バックステップは半日ほどで完成した。ステップを斜め後方に移すのは簡単な加工で済んだが、左右のペダル位置を合わせるのが難しい。結局チェンジペダルは前後方向を逆にして、ブレーキペダルは長さを詰めた。

「レーサーも逆チェンジなんだぜ」

同級生は誇らしげに言うと、集合マフラーの快音を響かせて帰っていった。

「かっこいい単車だなあ。お前もあの煙くて貧相なのから乗り換えたらどうだ。そしたら俺にも乗らせてくれ」

工場の隅に置いてある僕のRD350を横目で見て、父が笑った。

画像1: 【ショートストーリー】いつの時代も男を虜にするスーパースター(太田安治)

RD350から750SSを経て、ずいぶんヘタった中古のRSを手に入れたのは大学生になってからだ。

外装を全部バラし、アルミやメッキパーツはウエスにピカールを付けてひたすら磨く。トランジスタラジオでオールナイトニッポンやセイヤングを聞きながら、指紋がなくなって血が滲むまで、スポーク1本からリアサスのスプリングまで、幾晩も幾晩も磨き続ける。ピカールを二缶使い切ったときには、同級生が初めて乗ってきた日のRSと同じ、艶めかしさが蘇っていた。

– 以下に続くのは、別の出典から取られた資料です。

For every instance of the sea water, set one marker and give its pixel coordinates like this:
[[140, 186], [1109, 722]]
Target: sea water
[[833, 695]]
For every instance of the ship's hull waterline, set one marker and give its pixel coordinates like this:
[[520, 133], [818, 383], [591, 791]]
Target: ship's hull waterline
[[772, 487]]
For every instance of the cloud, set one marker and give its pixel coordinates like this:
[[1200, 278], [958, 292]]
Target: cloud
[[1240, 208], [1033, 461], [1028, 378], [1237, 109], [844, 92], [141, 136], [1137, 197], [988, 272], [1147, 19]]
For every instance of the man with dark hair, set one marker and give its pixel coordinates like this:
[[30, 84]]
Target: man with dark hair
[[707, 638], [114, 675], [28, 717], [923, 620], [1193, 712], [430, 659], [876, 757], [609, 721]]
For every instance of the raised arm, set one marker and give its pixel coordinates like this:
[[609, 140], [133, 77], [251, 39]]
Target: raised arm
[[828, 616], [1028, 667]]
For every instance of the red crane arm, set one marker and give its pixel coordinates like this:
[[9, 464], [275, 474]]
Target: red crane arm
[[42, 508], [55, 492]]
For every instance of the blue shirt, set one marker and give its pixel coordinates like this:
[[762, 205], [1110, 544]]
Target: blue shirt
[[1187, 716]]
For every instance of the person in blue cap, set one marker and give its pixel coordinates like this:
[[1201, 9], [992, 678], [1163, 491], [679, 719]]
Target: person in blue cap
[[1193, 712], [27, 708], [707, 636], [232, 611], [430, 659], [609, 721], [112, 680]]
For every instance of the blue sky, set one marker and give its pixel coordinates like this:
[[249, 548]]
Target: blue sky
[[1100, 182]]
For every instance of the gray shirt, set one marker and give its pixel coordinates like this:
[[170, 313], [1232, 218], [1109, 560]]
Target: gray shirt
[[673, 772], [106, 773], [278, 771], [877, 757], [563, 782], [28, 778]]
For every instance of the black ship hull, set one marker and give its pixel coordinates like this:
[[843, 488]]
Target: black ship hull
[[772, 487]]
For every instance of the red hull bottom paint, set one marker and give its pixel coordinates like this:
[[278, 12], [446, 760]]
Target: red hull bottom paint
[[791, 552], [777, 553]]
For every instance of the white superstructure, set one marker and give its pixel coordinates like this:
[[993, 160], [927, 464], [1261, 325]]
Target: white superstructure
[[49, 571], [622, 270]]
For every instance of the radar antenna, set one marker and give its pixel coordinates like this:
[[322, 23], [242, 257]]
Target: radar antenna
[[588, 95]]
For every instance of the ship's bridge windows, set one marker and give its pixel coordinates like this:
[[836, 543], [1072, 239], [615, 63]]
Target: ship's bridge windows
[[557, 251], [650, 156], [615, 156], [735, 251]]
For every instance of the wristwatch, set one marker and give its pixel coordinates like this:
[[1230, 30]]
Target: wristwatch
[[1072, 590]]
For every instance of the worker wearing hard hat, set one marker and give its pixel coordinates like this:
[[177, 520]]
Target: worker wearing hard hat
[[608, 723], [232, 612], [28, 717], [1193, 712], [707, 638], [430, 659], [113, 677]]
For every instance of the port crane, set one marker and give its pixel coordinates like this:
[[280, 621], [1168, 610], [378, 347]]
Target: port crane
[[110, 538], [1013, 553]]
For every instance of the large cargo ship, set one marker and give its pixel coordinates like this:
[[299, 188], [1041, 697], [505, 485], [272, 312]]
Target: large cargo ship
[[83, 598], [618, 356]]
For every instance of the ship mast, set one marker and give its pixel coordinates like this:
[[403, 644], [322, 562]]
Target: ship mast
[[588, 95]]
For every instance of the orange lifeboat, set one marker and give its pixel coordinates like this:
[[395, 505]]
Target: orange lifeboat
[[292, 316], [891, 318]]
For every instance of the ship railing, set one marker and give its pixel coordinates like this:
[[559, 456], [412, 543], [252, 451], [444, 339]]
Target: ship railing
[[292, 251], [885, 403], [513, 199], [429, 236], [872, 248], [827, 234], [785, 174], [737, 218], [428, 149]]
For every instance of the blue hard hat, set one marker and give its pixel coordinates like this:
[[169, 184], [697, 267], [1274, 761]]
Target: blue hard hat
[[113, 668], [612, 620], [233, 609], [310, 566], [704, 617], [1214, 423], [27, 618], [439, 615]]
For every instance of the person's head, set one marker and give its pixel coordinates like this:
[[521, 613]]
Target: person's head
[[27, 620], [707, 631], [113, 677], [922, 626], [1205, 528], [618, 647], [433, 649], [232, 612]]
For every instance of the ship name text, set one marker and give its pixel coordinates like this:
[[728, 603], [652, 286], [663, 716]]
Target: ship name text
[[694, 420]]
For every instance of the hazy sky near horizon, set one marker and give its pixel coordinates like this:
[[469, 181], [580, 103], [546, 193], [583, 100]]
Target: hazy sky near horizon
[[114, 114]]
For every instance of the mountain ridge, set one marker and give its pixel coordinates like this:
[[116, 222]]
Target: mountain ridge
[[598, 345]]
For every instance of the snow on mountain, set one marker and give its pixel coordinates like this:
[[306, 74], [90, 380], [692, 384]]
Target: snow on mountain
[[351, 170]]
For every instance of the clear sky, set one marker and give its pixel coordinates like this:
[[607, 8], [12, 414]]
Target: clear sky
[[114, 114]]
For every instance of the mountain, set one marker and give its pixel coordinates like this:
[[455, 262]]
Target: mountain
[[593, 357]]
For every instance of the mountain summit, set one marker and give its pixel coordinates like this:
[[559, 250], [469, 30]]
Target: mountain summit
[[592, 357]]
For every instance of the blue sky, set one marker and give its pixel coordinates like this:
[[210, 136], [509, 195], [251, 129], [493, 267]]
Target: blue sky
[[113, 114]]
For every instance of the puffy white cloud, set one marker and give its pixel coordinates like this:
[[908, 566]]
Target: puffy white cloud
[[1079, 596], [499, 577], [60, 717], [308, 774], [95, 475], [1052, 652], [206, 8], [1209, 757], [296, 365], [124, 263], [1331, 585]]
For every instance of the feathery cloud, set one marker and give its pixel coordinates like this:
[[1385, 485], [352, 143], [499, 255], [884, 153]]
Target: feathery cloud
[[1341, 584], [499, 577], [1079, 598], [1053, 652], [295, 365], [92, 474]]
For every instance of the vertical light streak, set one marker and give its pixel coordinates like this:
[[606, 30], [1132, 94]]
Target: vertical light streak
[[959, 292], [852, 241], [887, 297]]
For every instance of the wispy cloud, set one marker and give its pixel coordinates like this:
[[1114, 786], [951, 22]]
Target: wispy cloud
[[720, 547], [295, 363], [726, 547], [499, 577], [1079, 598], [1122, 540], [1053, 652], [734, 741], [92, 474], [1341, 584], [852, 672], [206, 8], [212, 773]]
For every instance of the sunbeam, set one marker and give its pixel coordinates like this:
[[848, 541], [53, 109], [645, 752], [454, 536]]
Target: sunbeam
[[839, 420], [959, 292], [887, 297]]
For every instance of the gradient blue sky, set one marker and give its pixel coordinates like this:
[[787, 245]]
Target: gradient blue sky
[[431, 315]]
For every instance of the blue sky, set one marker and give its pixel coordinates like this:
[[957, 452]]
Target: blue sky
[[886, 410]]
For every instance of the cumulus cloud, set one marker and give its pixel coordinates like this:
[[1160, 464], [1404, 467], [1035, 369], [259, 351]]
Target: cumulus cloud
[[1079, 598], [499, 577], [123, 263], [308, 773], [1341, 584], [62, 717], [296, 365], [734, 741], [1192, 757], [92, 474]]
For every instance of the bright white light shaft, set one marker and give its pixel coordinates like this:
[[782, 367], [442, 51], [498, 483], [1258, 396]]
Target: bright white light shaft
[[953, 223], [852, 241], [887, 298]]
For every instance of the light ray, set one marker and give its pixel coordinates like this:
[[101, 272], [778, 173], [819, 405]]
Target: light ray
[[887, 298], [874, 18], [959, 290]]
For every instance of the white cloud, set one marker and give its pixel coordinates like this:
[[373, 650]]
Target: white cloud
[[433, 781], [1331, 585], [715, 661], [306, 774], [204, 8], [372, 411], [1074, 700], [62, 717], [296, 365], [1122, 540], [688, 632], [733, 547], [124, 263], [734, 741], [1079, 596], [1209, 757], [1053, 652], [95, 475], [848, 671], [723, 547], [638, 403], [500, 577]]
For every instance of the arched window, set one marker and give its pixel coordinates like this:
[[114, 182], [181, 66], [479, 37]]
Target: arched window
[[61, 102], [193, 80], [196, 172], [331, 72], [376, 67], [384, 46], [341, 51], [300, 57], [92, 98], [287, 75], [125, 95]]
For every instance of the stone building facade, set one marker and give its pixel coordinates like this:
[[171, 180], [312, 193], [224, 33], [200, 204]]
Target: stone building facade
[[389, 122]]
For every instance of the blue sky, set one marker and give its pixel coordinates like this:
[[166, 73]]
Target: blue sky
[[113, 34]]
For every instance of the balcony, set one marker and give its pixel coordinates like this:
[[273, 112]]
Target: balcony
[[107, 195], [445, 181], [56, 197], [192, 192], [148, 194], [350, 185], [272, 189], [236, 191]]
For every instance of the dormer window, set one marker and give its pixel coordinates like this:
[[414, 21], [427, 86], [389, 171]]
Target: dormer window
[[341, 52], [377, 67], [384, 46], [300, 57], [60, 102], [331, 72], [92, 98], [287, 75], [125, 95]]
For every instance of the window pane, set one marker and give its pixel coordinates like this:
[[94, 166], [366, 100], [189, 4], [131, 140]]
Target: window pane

もう深夜だったが、我慢できずに湘南まで走った。自販機の缶コーヒーで冷えた指先を暖めながら一服。後ろは真っ暗な海。水銀灯の光に浮かび上がり、キラキラ光るRS。

「こんな色気のある単車はそうそう出てこないぞ。綺麗にしてやれよ」

磨きに没頭していたとき、僕の背後から父がかけた言葉を思い出す。

RSを手に入れてから父との会話が増えた。RD350や750SSに乗っていた頃は小僧まるだしだった僕も、大人の階段をひとつ上ったのだろうか。親子ではなく、対等な大人同士の話ができるようになっていた。

「おい、よく覚えとけ。単車の扱いは女と同じだ。力も頭も使うし、技術も要る。それでひととおりの経験を積んだって、危ない目に遭うことがある。男はそこに惚れるんだ。危険から遠ざかることばかり考えているような奴は男じゃない。だからお前は男だ。でも、単車が好きなら単車で死ぬな。単車に負けたら男じゃなくなるぞ」

体のあちこちに転んでできた傷があるくせによく言うよ、と思ったが、父の言葉は耳に残った。言われてみればRSの艶っぽさは体のラインが出る薄いドレスをまとい、輝く宝飾品を着けた大人の女性のイメージに重なる。

東京に戻る途中、第三京浜で夜が明けた。クロームメッキのパーツに朝焼けの空が映る。そうだ、父に乗せてやろう。そして確認しよう。僕たちは男同士なのだと。